At a private tasting of pre-1980 California wines last month, a favorite was an oddity, a 1970 Joseph Swan Vineyards Sonoma Gamay — made from the same grape used to make the world’s most notorious drink-now wine, Beaujolais Nouveau. It was rich with chewy tannins and concentrated black fruit and so much acidity that it could be felt in the backbone. There is probably no Gamay being made anywhere in the world today remotely like it.

But how tannic and tart must this wine have tasted in 1971, when it was probably released? If you tasted such a wine today, would you want to hang onto it for 35 years to see if it would calm down?
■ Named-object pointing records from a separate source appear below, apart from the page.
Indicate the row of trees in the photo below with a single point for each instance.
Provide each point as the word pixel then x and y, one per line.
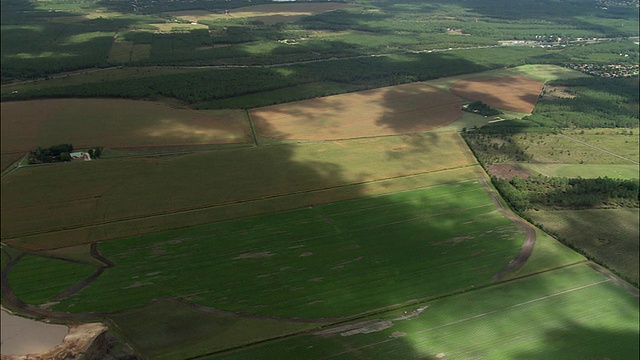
pixel 58 153
pixel 567 193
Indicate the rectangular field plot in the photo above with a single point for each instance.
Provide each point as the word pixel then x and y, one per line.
pixel 114 123
pixel 111 198
pixel 326 261
pixel 609 235
pixel 569 313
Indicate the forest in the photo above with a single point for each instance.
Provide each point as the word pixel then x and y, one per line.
pixel 44 38
pixel 536 192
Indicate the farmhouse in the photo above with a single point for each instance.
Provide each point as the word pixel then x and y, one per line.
pixel 80 155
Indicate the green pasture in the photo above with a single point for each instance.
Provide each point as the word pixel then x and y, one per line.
pixel 585 170
pixel 331 260
pixel 39 279
pixel 104 199
pixel 572 312
pixel 608 235
pixel 159 330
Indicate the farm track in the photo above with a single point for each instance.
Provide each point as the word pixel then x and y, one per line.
pixel 529 238
pixel 217 205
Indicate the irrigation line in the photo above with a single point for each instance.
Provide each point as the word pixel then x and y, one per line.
pixel 512 306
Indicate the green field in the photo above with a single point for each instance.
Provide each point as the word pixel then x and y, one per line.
pixel 308 259
pixel 609 235
pixel 103 199
pixel 572 312
pixel 202 233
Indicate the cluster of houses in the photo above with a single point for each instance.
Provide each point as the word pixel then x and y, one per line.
pixel 80 156
pixel 613 70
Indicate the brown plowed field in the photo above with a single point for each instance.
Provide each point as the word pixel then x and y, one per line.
pixel 514 93
pixel 402 109
pixel 114 123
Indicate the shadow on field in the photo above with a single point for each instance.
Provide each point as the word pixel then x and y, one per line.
pixel 558 343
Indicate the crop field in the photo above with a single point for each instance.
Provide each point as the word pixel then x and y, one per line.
pixel 115 124
pixel 326 263
pixel 103 199
pixel 305 258
pixel 573 312
pixel 513 93
pixel 393 110
pixel 611 235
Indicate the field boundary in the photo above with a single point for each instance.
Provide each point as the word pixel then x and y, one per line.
pixel 222 204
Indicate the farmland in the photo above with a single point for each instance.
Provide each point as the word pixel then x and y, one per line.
pixel 517 94
pixel 298 180
pixel 591 230
pixel 104 199
pixel 399 109
pixel 26 125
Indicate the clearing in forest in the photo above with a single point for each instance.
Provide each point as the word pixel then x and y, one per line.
pixel 402 109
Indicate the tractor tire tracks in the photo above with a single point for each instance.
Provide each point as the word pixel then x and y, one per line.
pixel 529 237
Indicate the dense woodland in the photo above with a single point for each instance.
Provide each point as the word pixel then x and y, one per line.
pixel 39 40
pixel 567 193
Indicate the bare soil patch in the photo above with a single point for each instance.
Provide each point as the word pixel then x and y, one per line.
pixel 402 109
pixel 513 93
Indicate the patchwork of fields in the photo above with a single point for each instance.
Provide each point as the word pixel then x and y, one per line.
pixel 342 228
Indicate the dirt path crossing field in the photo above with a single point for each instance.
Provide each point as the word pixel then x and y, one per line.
pixel 529 237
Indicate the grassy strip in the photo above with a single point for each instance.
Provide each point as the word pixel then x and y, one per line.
pixel 571 312
pixel 158 331
pixel 36 280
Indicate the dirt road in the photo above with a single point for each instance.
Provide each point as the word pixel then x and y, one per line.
pixel 529 235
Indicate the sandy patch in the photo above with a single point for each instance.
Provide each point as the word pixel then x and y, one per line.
pixel 22 336
pixel 514 93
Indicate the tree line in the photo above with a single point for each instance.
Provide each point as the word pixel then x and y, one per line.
pixel 58 153
pixel 567 193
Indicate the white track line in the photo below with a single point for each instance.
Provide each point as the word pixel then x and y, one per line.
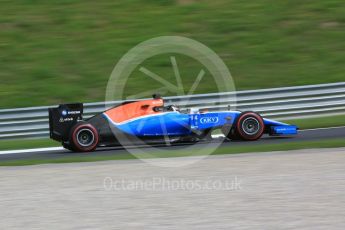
pixel 60 148
pixel 337 127
pixel 31 150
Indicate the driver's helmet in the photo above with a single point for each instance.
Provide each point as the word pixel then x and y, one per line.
pixel 174 108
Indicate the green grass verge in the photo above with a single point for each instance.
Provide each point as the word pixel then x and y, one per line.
pixel 323 122
pixel 69 158
pixel 64 51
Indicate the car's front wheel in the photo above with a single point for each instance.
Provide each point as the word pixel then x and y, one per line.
pixel 249 126
pixel 84 137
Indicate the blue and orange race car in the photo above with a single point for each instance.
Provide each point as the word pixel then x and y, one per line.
pixel 150 121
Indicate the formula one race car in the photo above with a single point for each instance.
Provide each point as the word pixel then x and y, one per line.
pixel 150 121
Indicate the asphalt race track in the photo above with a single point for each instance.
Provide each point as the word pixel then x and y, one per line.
pixel 304 135
pixel 302 189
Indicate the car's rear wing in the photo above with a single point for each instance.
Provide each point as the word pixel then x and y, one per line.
pixel 62 119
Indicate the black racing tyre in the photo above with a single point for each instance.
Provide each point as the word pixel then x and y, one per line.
pixel 84 137
pixel 67 146
pixel 249 126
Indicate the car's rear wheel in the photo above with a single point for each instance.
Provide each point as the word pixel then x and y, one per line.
pixel 249 126
pixel 84 137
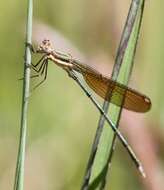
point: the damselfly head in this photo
(45, 47)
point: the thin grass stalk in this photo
(19, 174)
(95, 176)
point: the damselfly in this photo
(105, 87)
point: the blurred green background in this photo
(61, 120)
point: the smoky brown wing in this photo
(115, 92)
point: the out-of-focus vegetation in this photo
(61, 120)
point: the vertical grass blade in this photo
(104, 142)
(19, 174)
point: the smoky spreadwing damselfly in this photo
(105, 87)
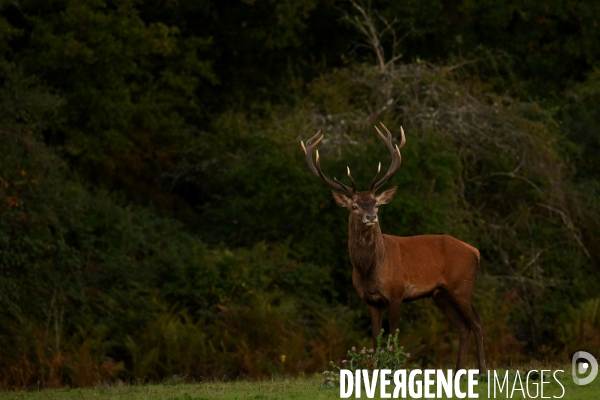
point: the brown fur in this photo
(389, 270)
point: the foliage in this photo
(157, 217)
(389, 356)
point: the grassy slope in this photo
(275, 389)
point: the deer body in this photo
(389, 270)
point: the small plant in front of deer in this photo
(386, 355)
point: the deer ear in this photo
(386, 196)
(341, 200)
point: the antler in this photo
(396, 158)
(337, 185)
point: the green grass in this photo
(279, 388)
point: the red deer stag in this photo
(388, 270)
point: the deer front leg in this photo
(395, 306)
(376, 322)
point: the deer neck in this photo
(367, 250)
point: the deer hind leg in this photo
(445, 302)
(462, 300)
(376, 322)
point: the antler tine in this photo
(375, 178)
(396, 156)
(351, 180)
(311, 144)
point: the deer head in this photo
(363, 206)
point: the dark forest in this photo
(157, 216)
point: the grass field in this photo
(279, 388)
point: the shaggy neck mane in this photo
(367, 250)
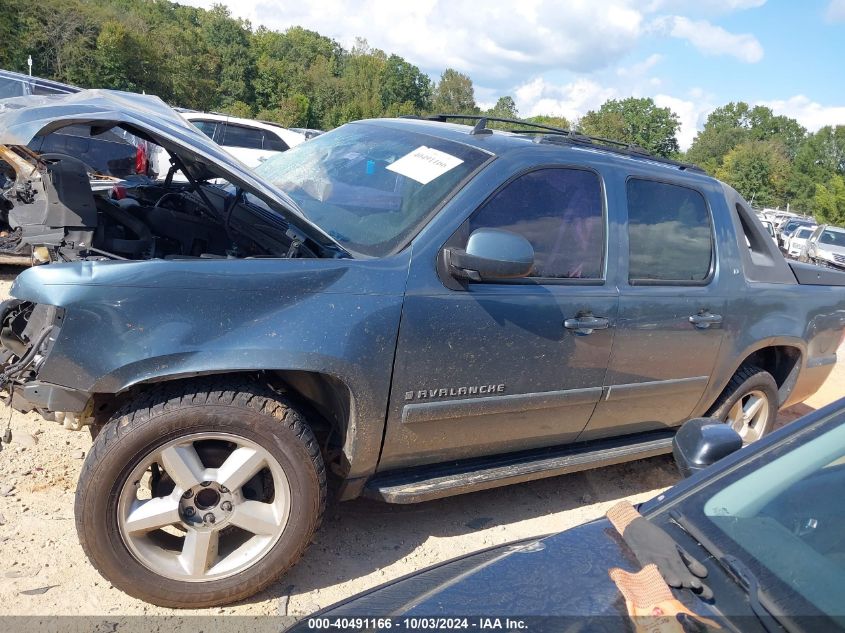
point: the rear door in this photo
(496, 367)
(669, 327)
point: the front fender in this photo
(134, 322)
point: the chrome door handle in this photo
(583, 325)
(704, 320)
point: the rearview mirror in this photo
(492, 254)
(701, 442)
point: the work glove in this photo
(653, 608)
(652, 545)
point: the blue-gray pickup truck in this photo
(418, 307)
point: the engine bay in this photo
(57, 211)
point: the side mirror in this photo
(491, 254)
(701, 442)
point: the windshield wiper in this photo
(739, 572)
(748, 581)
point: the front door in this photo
(669, 327)
(488, 368)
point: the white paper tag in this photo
(424, 164)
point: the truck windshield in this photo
(778, 516)
(369, 186)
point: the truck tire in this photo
(200, 493)
(749, 403)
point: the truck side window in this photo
(560, 212)
(241, 136)
(669, 233)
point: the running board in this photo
(454, 478)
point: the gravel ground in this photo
(361, 544)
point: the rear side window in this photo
(560, 212)
(240, 136)
(669, 233)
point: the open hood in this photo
(148, 117)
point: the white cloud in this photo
(711, 39)
(489, 40)
(571, 100)
(574, 99)
(639, 69)
(811, 114)
(835, 11)
(710, 7)
(691, 112)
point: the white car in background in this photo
(795, 242)
(770, 229)
(252, 142)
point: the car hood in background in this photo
(24, 118)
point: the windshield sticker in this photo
(424, 164)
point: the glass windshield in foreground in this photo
(783, 516)
(369, 186)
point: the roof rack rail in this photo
(556, 135)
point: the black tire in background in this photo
(171, 412)
(749, 403)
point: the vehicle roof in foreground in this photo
(575, 146)
(146, 116)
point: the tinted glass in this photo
(273, 143)
(832, 237)
(206, 127)
(560, 212)
(39, 88)
(776, 513)
(669, 233)
(240, 136)
(351, 183)
(11, 88)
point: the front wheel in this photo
(749, 403)
(198, 494)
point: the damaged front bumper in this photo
(28, 332)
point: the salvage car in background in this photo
(789, 228)
(761, 524)
(108, 152)
(795, 242)
(419, 307)
(250, 141)
(825, 247)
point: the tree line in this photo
(208, 60)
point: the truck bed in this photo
(810, 275)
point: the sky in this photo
(565, 57)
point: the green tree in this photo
(117, 57)
(229, 43)
(635, 121)
(454, 94)
(759, 171)
(830, 201)
(737, 122)
(553, 121)
(403, 82)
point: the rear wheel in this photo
(749, 403)
(199, 494)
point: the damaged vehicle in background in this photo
(108, 152)
(417, 307)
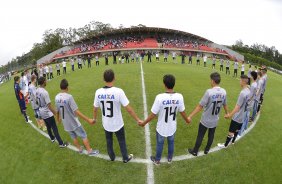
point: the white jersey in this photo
(166, 105)
(32, 94)
(264, 79)
(40, 72)
(66, 106)
(212, 102)
(72, 61)
(43, 100)
(243, 68)
(205, 58)
(109, 99)
(46, 69)
(64, 64)
(236, 65)
(50, 69)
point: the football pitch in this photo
(28, 157)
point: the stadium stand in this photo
(142, 38)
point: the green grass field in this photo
(28, 157)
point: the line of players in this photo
(47, 70)
(166, 106)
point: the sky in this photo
(253, 21)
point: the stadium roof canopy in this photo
(144, 30)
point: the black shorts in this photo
(234, 126)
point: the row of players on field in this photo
(47, 70)
(166, 106)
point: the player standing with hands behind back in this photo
(67, 111)
(238, 114)
(47, 112)
(166, 105)
(212, 102)
(109, 99)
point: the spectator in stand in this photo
(149, 56)
(64, 63)
(51, 71)
(58, 69)
(97, 60)
(89, 61)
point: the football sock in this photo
(235, 136)
(25, 116)
(228, 139)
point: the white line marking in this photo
(148, 161)
(150, 169)
(106, 157)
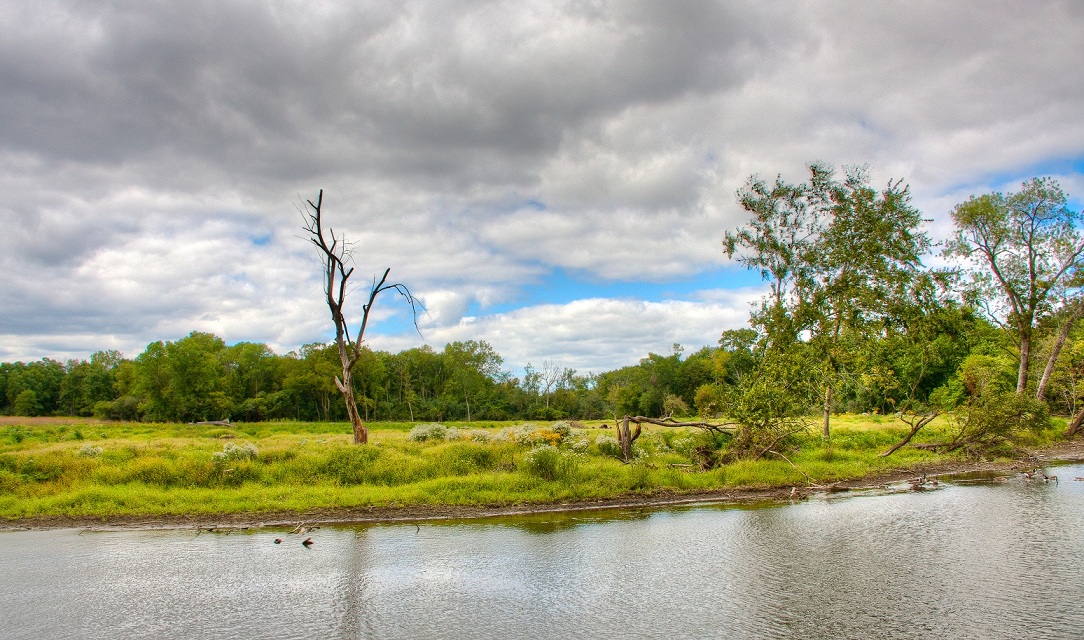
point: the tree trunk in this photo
(827, 413)
(1074, 426)
(1056, 350)
(626, 437)
(1024, 361)
(346, 387)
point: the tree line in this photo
(853, 321)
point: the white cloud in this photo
(595, 334)
(154, 154)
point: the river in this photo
(996, 559)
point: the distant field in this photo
(59, 466)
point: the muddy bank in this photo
(1072, 451)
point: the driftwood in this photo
(916, 421)
(627, 435)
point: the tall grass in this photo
(95, 469)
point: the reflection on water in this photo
(997, 560)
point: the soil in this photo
(1071, 451)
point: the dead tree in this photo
(627, 435)
(916, 422)
(336, 278)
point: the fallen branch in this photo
(808, 478)
(916, 421)
(727, 427)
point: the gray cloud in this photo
(154, 154)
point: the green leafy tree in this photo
(836, 254)
(1022, 252)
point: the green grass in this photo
(90, 469)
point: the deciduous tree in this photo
(336, 256)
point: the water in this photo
(995, 560)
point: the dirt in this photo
(1072, 451)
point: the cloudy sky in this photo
(554, 178)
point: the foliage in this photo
(1023, 252)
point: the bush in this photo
(234, 452)
(549, 463)
(608, 446)
(428, 432)
(478, 435)
(89, 450)
(350, 465)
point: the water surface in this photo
(1001, 559)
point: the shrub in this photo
(234, 452)
(89, 450)
(580, 445)
(608, 446)
(549, 463)
(350, 465)
(563, 429)
(478, 435)
(428, 432)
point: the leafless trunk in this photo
(1074, 426)
(626, 437)
(827, 412)
(1024, 361)
(336, 276)
(1056, 349)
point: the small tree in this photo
(1024, 250)
(336, 278)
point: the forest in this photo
(853, 322)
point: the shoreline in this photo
(1061, 453)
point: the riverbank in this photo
(1043, 458)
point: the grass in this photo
(90, 469)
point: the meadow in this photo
(89, 469)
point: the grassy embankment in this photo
(88, 469)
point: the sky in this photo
(552, 178)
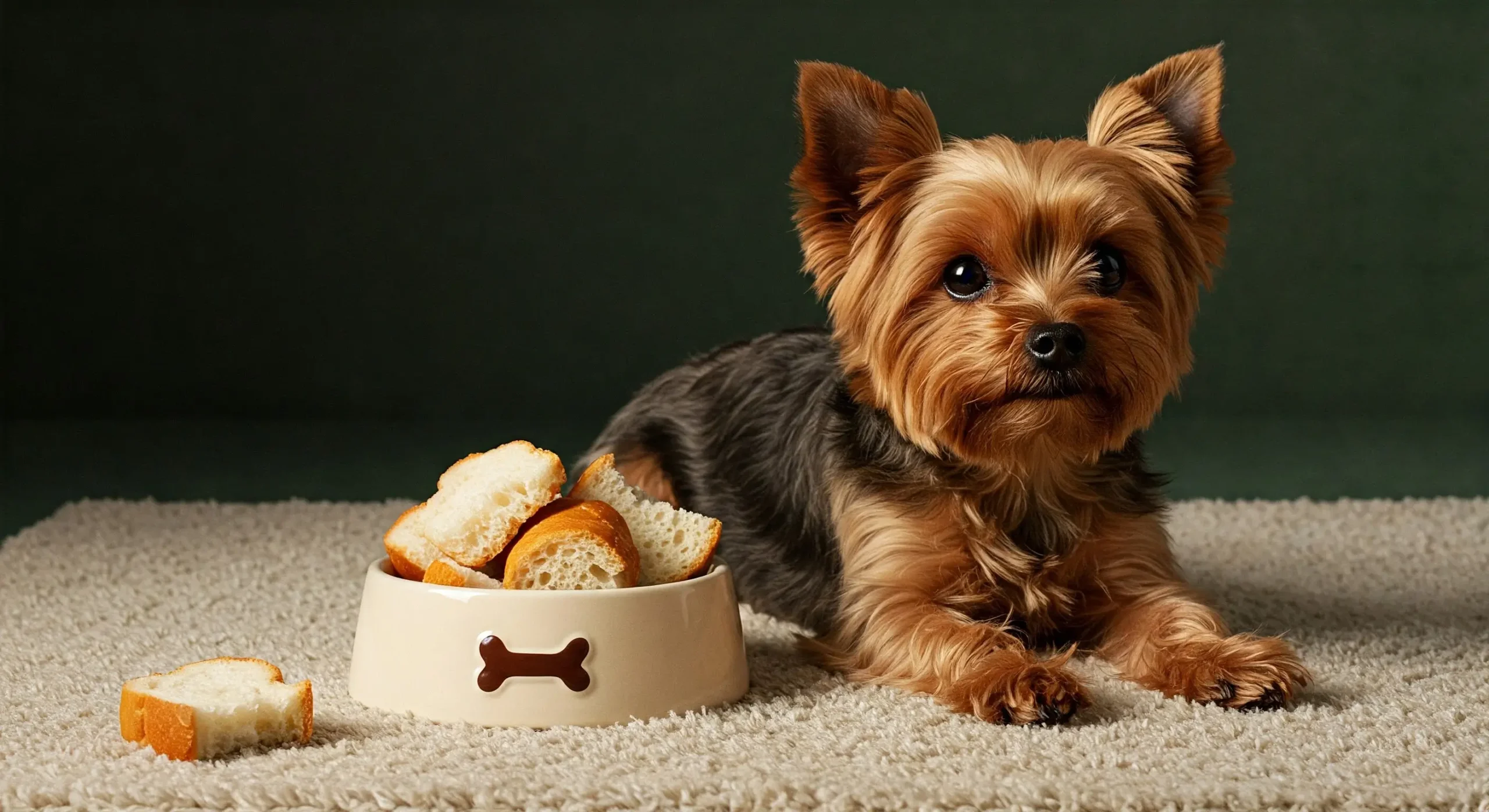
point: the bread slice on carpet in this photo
(485, 500)
(573, 546)
(213, 708)
(674, 544)
(450, 574)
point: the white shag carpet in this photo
(1388, 604)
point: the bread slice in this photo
(450, 574)
(485, 500)
(573, 546)
(410, 553)
(674, 544)
(216, 707)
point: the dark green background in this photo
(261, 252)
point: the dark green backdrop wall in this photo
(255, 252)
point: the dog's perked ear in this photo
(1169, 117)
(857, 133)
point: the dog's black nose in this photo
(1056, 348)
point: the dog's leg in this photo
(904, 571)
(1160, 633)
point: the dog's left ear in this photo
(855, 136)
(1169, 120)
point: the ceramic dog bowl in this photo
(547, 657)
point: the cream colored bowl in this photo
(546, 657)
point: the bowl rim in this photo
(382, 567)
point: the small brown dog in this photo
(952, 476)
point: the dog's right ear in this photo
(855, 134)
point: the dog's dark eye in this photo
(1112, 270)
(966, 277)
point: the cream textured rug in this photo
(1387, 601)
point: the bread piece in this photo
(216, 707)
(410, 553)
(485, 500)
(450, 574)
(674, 544)
(572, 546)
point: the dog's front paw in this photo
(1242, 671)
(1022, 690)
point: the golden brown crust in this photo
(702, 565)
(446, 576)
(307, 708)
(170, 728)
(592, 518)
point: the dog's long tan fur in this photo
(1003, 511)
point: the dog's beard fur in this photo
(884, 205)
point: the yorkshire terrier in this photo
(952, 476)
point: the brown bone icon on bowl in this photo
(501, 664)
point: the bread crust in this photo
(590, 518)
(702, 564)
(593, 473)
(446, 576)
(170, 728)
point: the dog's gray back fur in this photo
(754, 433)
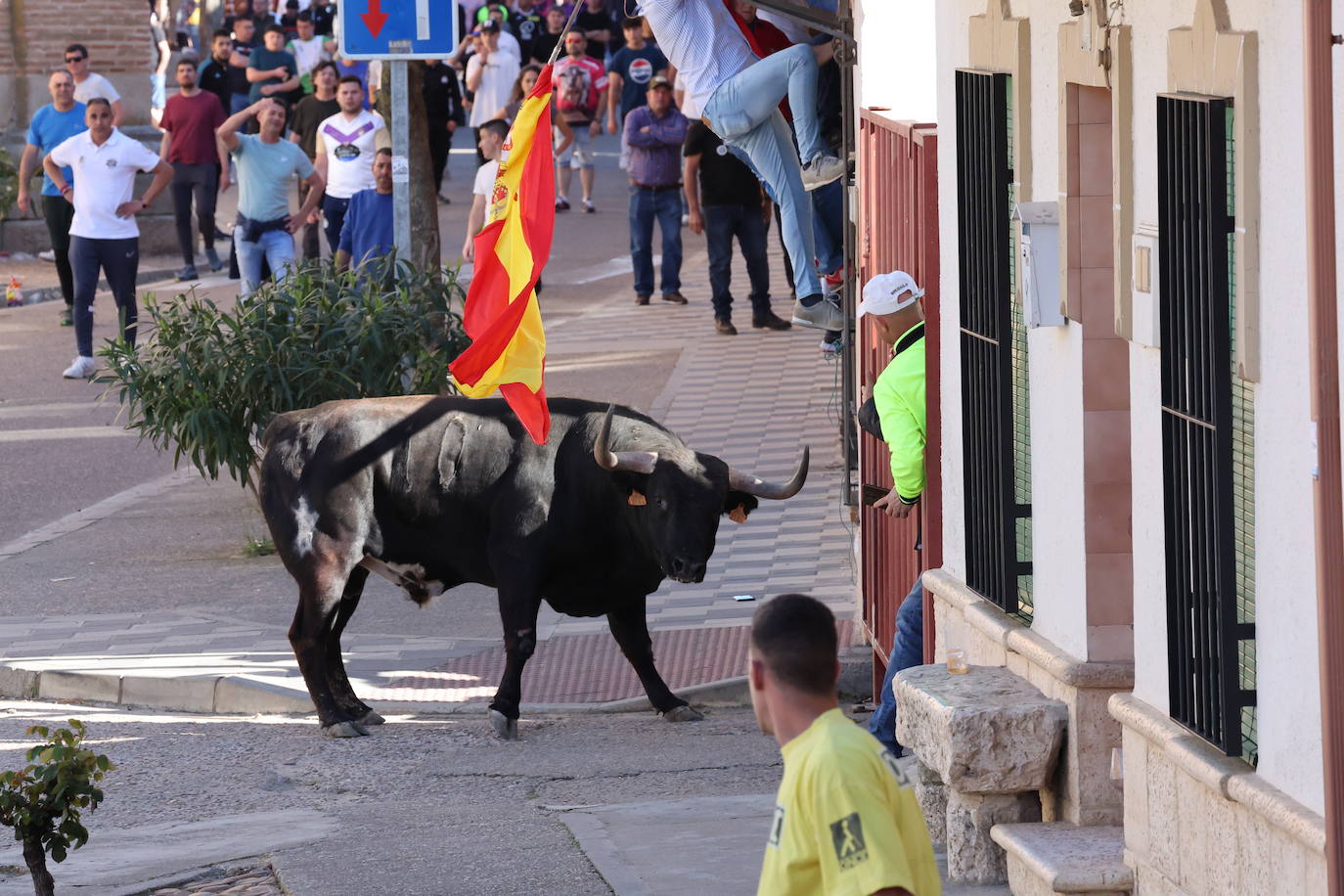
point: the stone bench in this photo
(1056, 859)
(987, 741)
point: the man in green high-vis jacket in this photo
(891, 302)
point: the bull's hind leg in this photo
(517, 612)
(341, 690)
(632, 632)
(319, 598)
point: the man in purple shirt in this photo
(654, 136)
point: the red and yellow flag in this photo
(502, 316)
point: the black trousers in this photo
(119, 262)
(60, 214)
(439, 144)
(203, 182)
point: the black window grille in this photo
(1204, 629)
(994, 400)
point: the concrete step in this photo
(1049, 859)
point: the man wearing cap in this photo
(654, 133)
(891, 302)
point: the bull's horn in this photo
(764, 488)
(609, 460)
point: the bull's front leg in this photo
(631, 629)
(517, 611)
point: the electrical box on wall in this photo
(1143, 287)
(1039, 256)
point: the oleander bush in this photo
(205, 381)
(43, 799)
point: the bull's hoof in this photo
(503, 726)
(683, 713)
(345, 730)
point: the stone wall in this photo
(1202, 824)
(32, 42)
(1081, 790)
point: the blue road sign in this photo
(398, 28)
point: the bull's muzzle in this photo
(687, 571)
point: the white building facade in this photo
(1127, 442)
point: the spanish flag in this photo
(503, 317)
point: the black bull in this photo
(437, 492)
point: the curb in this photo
(245, 696)
(38, 294)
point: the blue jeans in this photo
(829, 226)
(118, 261)
(721, 225)
(276, 247)
(647, 204)
(744, 112)
(906, 651)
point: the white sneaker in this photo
(82, 368)
(824, 315)
(822, 171)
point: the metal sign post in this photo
(395, 31)
(401, 161)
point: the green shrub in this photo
(8, 182)
(42, 801)
(205, 381)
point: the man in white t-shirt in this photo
(491, 72)
(344, 154)
(739, 96)
(104, 233)
(492, 135)
(90, 85)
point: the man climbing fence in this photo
(739, 94)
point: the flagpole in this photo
(556, 50)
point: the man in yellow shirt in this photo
(845, 823)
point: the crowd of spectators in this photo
(276, 71)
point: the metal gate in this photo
(985, 265)
(898, 225)
(1202, 623)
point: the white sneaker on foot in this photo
(82, 368)
(822, 171)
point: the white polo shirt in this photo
(105, 177)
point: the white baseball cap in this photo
(888, 293)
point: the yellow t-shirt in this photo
(843, 823)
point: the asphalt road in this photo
(62, 448)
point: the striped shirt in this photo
(703, 42)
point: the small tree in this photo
(205, 381)
(42, 801)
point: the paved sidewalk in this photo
(753, 399)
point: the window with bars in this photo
(1207, 430)
(996, 427)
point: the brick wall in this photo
(34, 35)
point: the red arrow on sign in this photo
(376, 18)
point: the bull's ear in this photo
(737, 506)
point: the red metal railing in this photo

Linda Bartoshuk, a Yale University professor of otolaryngology (ear, nose and throat research), said at a seminar last summer in Napa that everyone begins to lose the ability to taste at about 60 years of age. Gradually nerve cells are lost, so it’s more difficult to appreciate the subtleties of aromatic wines like Pinot Noir, she says.

Fortunately, we never lose the ability to taste and enjoy sweetness, according to Bartoshuk. So maybe we’re doing it backward — we should drink the good Pinots and Cabernets now, and lay down the Ports and Madeiras not for our grandkids, but for ourselves.

„I think it’s better to drink a wine that’s too young than a wine that’s too old,“ says Stephane Lacroix, director of wine and sommelier for the Ritz-Carlton, San Francisco. „If it’s too young, you can decant it and watch it evolve in the glass. If it’s too old, it’s too old.“

———-

Time in a bottle – Which wines age best?
Fortified wines like Port, Cabernet Sauvignon and its blends, Barolo and Riesling…

What wines should you drink now?
Pinot Grigio, Rosé, Sauvignon Blanc, most wines under $15

Enemies of wine:
Heat, light, dry air, vibration…

Is old wine for you?

Old wines can have more complexity; younger wines can have more intense flavors.